A study of the UK snow sports market by Ski Club of Great Britain's has contradicted findings in another report, published in the summer, which found that the number of skiers and boarders hitting the slopes last winter dipped below a million for the first time in nearly a decade.
"The decline in overall numbers can be attributed to reduced capacity by tour operators, the weak pound and a lack of confidence in the economy. The report, however, goes on to discuss returning confidence to the industry with a stronger pound and investments by resorts to attract UK visitors." said the Ski Club in a statement.
More skiers and snowboarders are travelling with tour operators, with the market share rising to 80%. This increase is at the expense of the independent sector with more people seemingly attracted to the 'value for money' tour operators can bring and the financial security of booking with a bonded operator.

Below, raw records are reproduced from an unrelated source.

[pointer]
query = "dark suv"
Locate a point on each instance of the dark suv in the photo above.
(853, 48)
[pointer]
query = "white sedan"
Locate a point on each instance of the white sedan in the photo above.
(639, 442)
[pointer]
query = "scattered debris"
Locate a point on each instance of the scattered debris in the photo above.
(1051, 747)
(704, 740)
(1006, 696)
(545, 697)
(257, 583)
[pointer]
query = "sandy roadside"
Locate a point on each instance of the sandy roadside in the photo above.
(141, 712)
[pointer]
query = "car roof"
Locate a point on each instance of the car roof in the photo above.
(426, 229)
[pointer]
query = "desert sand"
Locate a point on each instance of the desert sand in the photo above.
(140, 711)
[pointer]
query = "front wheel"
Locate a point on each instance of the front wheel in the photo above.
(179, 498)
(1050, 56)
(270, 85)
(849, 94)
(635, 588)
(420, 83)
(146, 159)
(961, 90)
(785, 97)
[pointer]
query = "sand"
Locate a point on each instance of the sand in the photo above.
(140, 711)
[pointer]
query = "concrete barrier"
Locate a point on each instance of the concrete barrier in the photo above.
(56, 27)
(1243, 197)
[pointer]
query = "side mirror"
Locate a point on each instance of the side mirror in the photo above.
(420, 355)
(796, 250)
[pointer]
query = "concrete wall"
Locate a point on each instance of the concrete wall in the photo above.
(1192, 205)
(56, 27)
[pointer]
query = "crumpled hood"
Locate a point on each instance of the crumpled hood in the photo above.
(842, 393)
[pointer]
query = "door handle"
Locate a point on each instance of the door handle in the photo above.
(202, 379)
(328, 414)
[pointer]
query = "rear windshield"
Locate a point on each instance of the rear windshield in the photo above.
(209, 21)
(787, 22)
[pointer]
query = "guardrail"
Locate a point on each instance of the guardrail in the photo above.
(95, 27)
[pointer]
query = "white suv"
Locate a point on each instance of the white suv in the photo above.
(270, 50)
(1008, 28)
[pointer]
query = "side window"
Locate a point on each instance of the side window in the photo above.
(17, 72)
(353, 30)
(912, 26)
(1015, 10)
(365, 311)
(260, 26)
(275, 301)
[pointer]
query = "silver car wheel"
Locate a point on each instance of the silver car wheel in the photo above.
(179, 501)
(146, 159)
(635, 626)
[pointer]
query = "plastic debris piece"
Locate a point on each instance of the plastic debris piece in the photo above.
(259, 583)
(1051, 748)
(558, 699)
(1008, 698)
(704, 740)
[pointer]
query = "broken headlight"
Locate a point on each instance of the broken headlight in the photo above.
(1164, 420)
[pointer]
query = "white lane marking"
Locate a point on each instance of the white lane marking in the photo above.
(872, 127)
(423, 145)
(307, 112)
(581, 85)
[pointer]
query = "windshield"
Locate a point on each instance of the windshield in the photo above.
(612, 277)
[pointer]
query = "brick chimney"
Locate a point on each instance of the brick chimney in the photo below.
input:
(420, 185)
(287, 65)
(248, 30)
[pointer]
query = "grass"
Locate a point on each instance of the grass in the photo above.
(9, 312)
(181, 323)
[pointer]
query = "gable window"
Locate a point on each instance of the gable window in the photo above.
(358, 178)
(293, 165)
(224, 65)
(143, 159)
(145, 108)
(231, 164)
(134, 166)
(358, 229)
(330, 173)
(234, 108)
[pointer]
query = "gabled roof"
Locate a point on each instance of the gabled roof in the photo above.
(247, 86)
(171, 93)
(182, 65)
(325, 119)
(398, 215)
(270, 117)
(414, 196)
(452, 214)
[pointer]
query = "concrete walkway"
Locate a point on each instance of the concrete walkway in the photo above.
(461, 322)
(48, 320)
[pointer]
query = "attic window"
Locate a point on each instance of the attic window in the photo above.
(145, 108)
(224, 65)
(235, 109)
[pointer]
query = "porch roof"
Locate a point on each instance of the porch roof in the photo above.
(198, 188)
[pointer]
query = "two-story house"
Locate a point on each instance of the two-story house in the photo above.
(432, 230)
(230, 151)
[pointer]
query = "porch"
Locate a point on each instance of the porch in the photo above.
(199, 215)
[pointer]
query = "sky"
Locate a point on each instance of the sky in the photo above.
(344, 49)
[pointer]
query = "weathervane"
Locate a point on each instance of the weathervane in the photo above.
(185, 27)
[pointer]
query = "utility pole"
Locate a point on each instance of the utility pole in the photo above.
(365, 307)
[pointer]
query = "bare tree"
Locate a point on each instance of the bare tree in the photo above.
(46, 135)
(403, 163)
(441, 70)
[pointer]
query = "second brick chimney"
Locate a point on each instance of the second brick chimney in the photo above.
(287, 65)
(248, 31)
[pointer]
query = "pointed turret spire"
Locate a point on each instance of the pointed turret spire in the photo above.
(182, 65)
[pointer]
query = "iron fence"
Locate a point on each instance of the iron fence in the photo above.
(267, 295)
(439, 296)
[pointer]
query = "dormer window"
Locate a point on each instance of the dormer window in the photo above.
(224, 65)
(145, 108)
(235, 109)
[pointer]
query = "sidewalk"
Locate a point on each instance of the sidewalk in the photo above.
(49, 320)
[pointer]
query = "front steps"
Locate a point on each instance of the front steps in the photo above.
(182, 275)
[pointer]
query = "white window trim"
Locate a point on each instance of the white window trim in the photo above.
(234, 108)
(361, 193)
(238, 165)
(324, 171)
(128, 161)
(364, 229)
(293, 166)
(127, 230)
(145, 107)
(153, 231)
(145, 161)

France's market share declined by 4% as Austria increased their market share by 2% for the second season in a row. France, however, continues to hold the biggest market share of the UK snowsports market with a 39% share.
Caroline Stuart-Taylor, Chief Executive of the Ski Club, commented on the report: "Although last season saw a decline in the UK snowsports market, this was to be expected after significant capacity cuts by tour operators and the economic situation last winter. Many people who have taken two snowsports holidays in the past may only have taken one, and new people may not have been coming into the sport. But optimism is returning to the snowsports market and we are hopeful that the market will at least maintain its position for the forthcoming winter."
Other findings from the report include that the average cost of a snowsports holiday has risen, going from £686 in 2008/9 to £714. Online booking of snowsports holidays increased again, rising 3% year on year. Self drive holidays increased by 2% and train travel to the mountains by 1% and visitors to Scottish ski resorts increased across the five ski centres due to excellent snow conditions in 2009/10.